Have you ever wondered when, how and why did we transition from the eras where Kings and Emperors rule to the one today where Presidents and the Prime Ministers helm the political structures? The answers are, anti-climatically, the title of this blog post.

The Historical Context Behind the Magna Carta

The Magna Carta, the fancier latin term for The Great Charter, was signed in the 1200s medieval England by King John. Back then, King John was largely unpopular because of his failures in winning wars against France and he was also not very nice to his Barons. The Barons are feudal landowners who were given land by the King in exchange for taxes and the provision of knights in the service of the King. As King John painfully learnt, it’s never a good idea to piss off the very group of people who are the source of your military strength because they can come back to bite you. In 1215, the Barons came to London with their military force, coercing King John to sign the Magna Carta as illustrated in the featured drawing of this blog post.

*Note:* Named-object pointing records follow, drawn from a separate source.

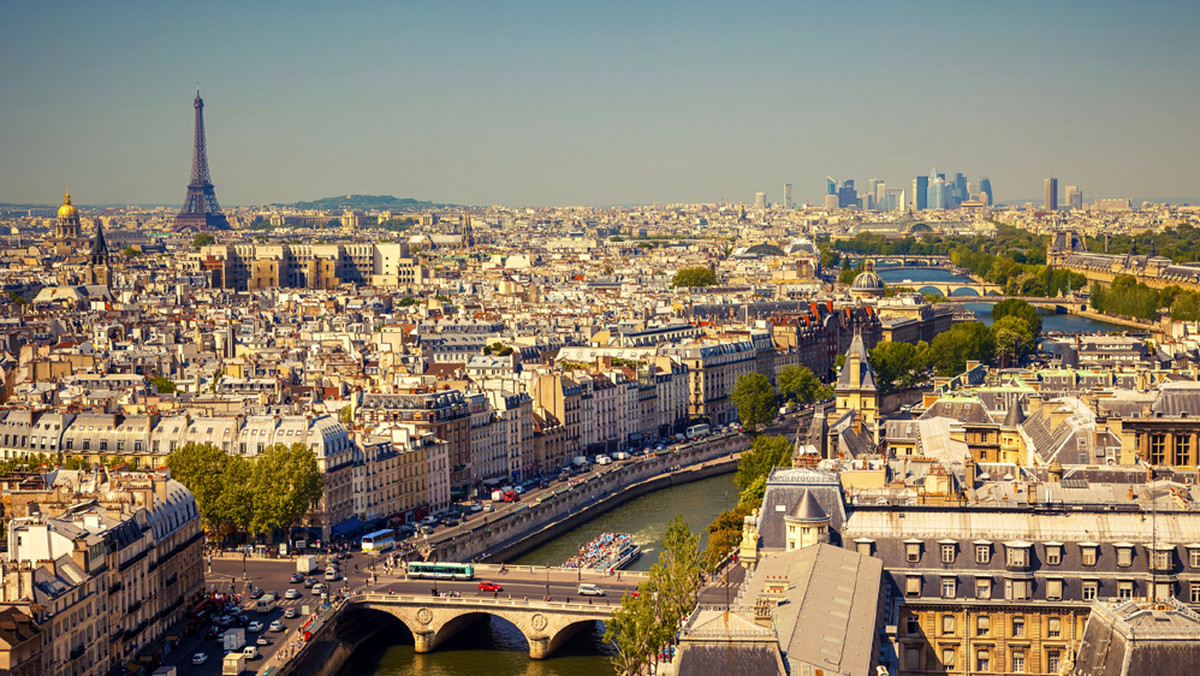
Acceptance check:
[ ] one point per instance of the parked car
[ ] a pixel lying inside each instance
(589, 590)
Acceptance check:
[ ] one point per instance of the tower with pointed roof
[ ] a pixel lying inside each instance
(856, 386)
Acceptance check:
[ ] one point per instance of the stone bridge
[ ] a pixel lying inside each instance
(432, 620)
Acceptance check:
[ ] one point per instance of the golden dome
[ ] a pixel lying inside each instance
(67, 210)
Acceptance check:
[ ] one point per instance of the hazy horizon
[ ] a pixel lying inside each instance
(544, 103)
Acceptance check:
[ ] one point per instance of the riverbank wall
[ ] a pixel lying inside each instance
(586, 494)
(537, 538)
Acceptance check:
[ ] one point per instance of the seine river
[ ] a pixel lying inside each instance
(1050, 321)
(495, 647)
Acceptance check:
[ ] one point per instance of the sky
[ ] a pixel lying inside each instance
(594, 103)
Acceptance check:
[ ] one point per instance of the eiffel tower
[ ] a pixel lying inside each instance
(201, 210)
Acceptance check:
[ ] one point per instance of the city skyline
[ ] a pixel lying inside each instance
(537, 103)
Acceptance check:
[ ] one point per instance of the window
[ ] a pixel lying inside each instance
(1019, 662)
(948, 587)
(1125, 556)
(1054, 660)
(1089, 554)
(1054, 590)
(983, 587)
(1125, 588)
(947, 554)
(1054, 555)
(983, 659)
(912, 624)
(1157, 449)
(912, 586)
(1090, 587)
(912, 551)
(1017, 556)
(983, 554)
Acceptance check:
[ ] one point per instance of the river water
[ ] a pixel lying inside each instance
(1050, 321)
(496, 647)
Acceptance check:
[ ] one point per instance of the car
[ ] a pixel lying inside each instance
(589, 590)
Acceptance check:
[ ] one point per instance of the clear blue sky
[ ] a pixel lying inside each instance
(563, 102)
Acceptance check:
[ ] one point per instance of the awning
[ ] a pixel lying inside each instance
(348, 526)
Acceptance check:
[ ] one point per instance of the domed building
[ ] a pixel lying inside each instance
(868, 285)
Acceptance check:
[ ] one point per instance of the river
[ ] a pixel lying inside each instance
(1050, 321)
(497, 648)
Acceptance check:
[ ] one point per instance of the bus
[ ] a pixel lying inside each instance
(419, 569)
(378, 542)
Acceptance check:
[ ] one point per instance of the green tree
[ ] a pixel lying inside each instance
(203, 239)
(755, 399)
(287, 483)
(951, 351)
(697, 276)
(798, 384)
(1021, 310)
(201, 467)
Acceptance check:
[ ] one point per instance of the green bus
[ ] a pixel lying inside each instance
(420, 569)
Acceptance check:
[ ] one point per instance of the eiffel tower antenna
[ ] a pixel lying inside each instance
(201, 210)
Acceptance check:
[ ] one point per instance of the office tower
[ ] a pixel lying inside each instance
(936, 197)
(201, 210)
(1074, 198)
(846, 195)
(921, 192)
(985, 190)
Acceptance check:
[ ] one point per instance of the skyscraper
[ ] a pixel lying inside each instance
(201, 210)
(921, 192)
(985, 189)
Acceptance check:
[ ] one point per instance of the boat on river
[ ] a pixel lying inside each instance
(607, 551)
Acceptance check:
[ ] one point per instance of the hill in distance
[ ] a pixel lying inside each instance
(369, 202)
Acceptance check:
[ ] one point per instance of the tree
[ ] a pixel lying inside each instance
(798, 384)
(287, 483)
(697, 276)
(755, 399)
(765, 455)
(1021, 310)
(201, 467)
(951, 351)
(203, 239)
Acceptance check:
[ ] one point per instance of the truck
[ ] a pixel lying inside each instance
(306, 564)
(233, 664)
(233, 639)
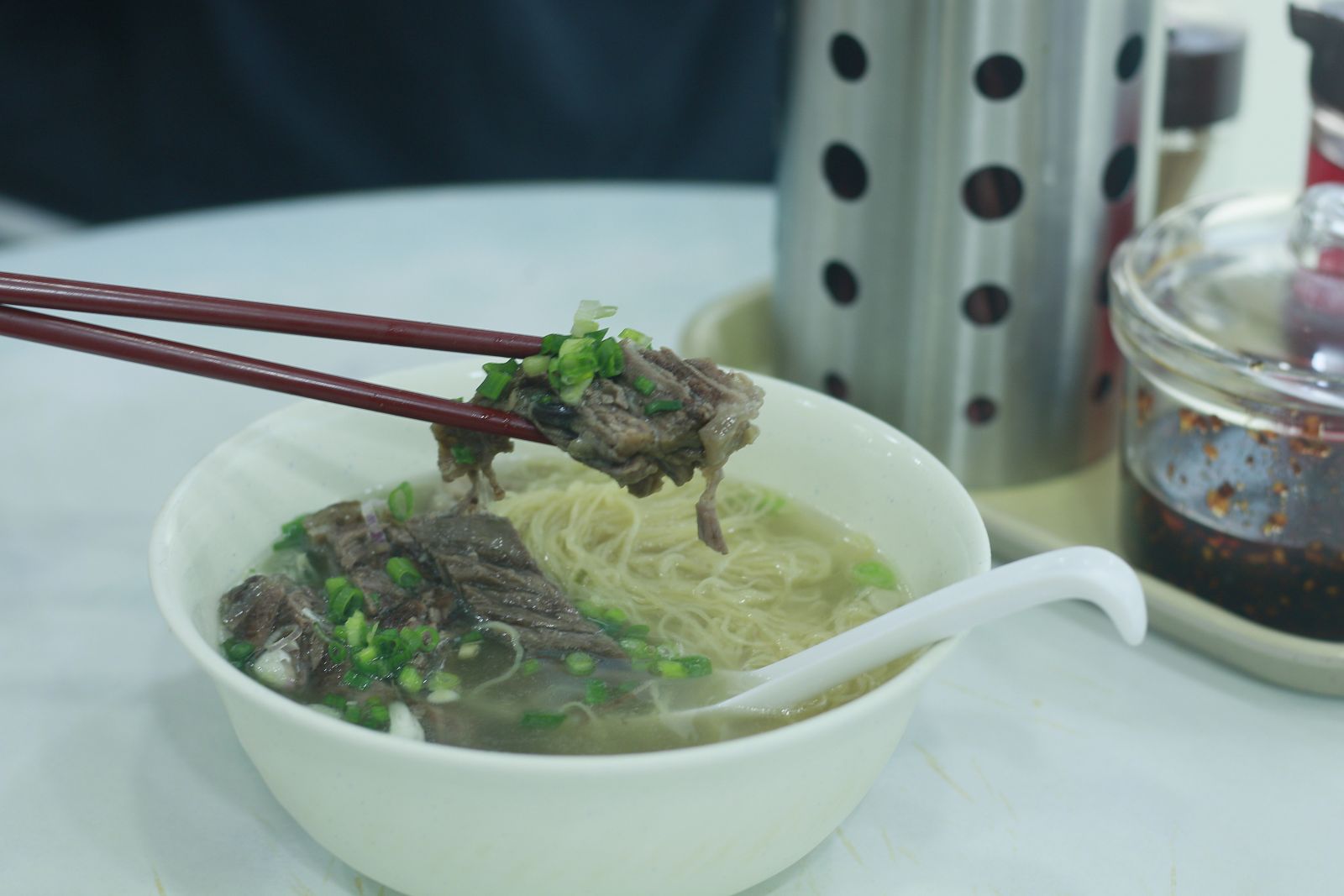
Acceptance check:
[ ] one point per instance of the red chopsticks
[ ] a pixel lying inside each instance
(74, 296)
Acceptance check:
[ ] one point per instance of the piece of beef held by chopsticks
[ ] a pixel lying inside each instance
(622, 407)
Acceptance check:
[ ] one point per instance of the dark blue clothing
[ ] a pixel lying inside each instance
(124, 107)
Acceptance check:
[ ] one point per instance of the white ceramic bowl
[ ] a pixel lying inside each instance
(428, 819)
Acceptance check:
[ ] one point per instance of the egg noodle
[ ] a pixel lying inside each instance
(784, 586)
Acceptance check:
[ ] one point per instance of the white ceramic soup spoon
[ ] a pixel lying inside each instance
(1084, 573)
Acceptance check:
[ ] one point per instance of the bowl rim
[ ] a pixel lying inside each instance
(178, 617)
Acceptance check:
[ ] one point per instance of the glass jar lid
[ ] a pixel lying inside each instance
(1242, 296)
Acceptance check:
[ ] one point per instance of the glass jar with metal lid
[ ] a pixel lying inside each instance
(1230, 313)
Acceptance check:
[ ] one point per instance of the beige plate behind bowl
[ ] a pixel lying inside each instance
(1072, 510)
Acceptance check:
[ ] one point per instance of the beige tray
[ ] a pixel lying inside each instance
(1079, 508)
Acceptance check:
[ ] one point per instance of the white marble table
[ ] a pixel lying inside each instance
(1046, 758)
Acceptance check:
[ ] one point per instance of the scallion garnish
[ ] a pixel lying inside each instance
(663, 406)
(356, 629)
(401, 501)
(237, 651)
(343, 600)
(611, 359)
(494, 385)
(671, 669)
(580, 663)
(292, 535)
(638, 338)
(875, 574)
(409, 680)
(542, 719)
(403, 573)
(374, 714)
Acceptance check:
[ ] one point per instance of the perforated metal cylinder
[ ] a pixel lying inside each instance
(954, 175)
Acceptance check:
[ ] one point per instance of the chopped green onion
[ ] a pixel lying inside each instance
(580, 663)
(551, 343)
(638, 338)
(400, 503)
(403, 573)
(292, 535)
(611, 359)
(374, 715)
(671, 669)
(535, 365)
(343, 600)
(659, 407)
(542, 719)
(237, 651)
(356, 629)
(494, 385)
(596, 692)
(696, 665)
(444, 681)
(874, 573)
(409, 680)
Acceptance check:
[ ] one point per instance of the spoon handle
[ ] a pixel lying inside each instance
(1084, 573)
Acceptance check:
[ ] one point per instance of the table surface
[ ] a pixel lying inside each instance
(1045, 758)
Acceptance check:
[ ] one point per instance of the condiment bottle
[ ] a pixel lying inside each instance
(1229, 313)
(1324, 31)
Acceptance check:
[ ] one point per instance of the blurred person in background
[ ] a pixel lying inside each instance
(118, 109)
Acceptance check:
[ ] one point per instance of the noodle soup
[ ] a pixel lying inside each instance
(658, 610)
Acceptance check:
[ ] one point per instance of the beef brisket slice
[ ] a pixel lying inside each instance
(497, 580)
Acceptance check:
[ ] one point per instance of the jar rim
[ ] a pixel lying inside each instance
(1149, 335)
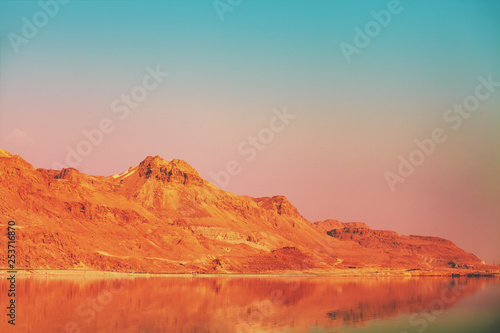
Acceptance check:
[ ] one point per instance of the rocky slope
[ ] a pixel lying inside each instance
(162, 216)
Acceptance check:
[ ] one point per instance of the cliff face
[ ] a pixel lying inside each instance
(163, 216)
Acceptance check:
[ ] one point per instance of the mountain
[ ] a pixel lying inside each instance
(162, 216)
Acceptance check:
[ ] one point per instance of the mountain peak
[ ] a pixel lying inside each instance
(177, 171)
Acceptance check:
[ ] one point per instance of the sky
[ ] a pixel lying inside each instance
(383, 112)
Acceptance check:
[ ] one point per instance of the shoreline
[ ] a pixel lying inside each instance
(340, 273)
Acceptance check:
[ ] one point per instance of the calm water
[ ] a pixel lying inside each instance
(254, 304)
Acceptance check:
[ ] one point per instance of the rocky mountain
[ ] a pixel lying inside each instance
(162, 216)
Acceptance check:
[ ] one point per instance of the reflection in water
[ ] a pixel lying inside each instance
(224, 303)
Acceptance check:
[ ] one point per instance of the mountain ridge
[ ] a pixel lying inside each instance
(162, 216)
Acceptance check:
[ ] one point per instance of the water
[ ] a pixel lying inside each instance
(288, 304)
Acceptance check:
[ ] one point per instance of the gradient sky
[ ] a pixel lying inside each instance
(352, 121)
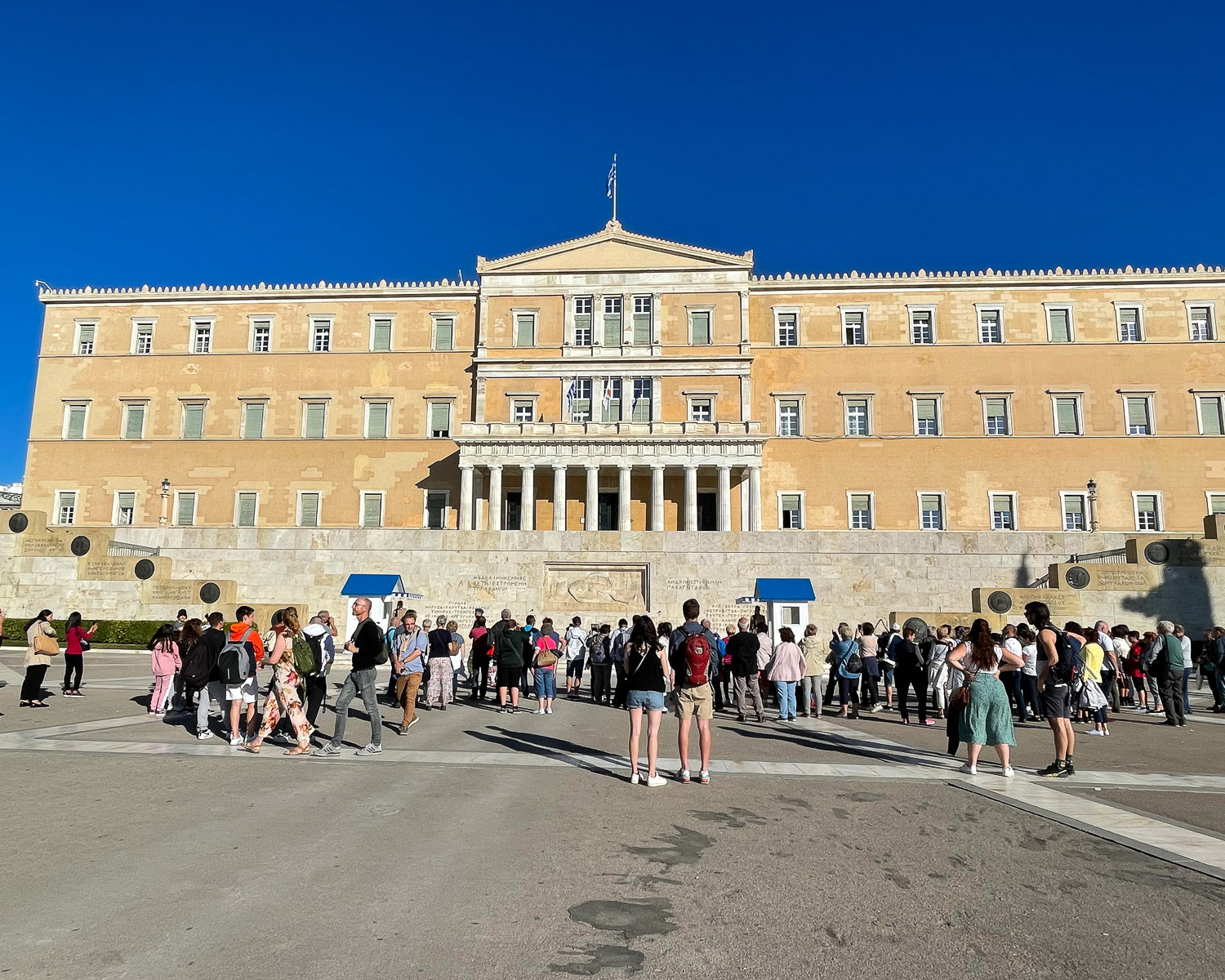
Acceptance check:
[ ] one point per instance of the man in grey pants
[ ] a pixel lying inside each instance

The content of the Magna Carta and the egalitarianistic version of Justice

The charter, as you might expect, was engineered to suit the interest of the Barons. It protects and enhances their rights and privileges while undermining the King’s. The most relevant clause in the Charter in relation to the context of this blog post is Clause 40, which states that:

To no man will we sell, or deny, or delay, right or justice.

This might seem really underwhelming to you because this is almost a universal humanist law that we embrace today and it just seems right. However, we ought to exercise historical empathy and realized that it was a very revolutionary principle back then. Kings and Emperors were above the laws, giving the monarchs the tendency to be despotic. At the order of the King, be it for a reasonable purpose or simply because he is just not in the good mood on a particular day, people are executed. This particular clause prevents people from being executed arbitrarily or as a result of rampant despotism. Any man who is proposed to be punished, must be brought to the court and be given a fair trial. This might seem like a no-brainer to us in this era, but it is thanks to this clause of Magna Carta; which indirectly fomalised the egalitarian version of justice; that we see it as a no-brainer today and that we do not need to revere a King out of fear.

Parliamentarianism and England

King John’s signage of the Magna Carta, however, was mere tokenism. Much of the Charter was later ignored or repealed. Although the institution of the document was abolished, the revolutionary legacy that it left behind remained the ideological force that drove England towards Parliamentarianism. The spirit of the Magna Carta manifested in the rebellious creation of the De Montfort’s Parliament in 1265 where elected representatives, Knights, burgesses and the Barons were brought together in a discussion on equal footings. This enshrined the idea of parliamentarianism which was later popularised and created the House of the Common in England, which exists till today. However, England wasn’t the first to introduce parliamentarianism, Spain did. What was so prominent about England’s parliamentarianism was that it is enduring and it spread this idea and system to the many parts of the world as a great colonial power later on. It is, therefore, the beacon of parliamentarianism.


The Magna Carta was formalised in the medieval setting of England thanks to the notoriety of a King. The Magna Carta’s clause 40 was the indirect recognition that the monarch’s despotism can no longer be tolerated, hence a more egalitarian concept of justice ought to displace the despotic killings ordered by the monarch and protect human rights to live under the presence of this conceptual justice. Although the Magna Carta was repealed, the very idea of justice that it enshrined continue to resonate with many English. In 1265, a rebel named Montfort created a parliament in order to realize this concept of justice, setting the stage for parliamentarianism to become the popularised and formal political structure of Great Britain. Great Britain, with its empire-wide reach all over the world, unintentionally spread parliamentarianism all over the world, giving us this popularised political structure that we use today in many countries.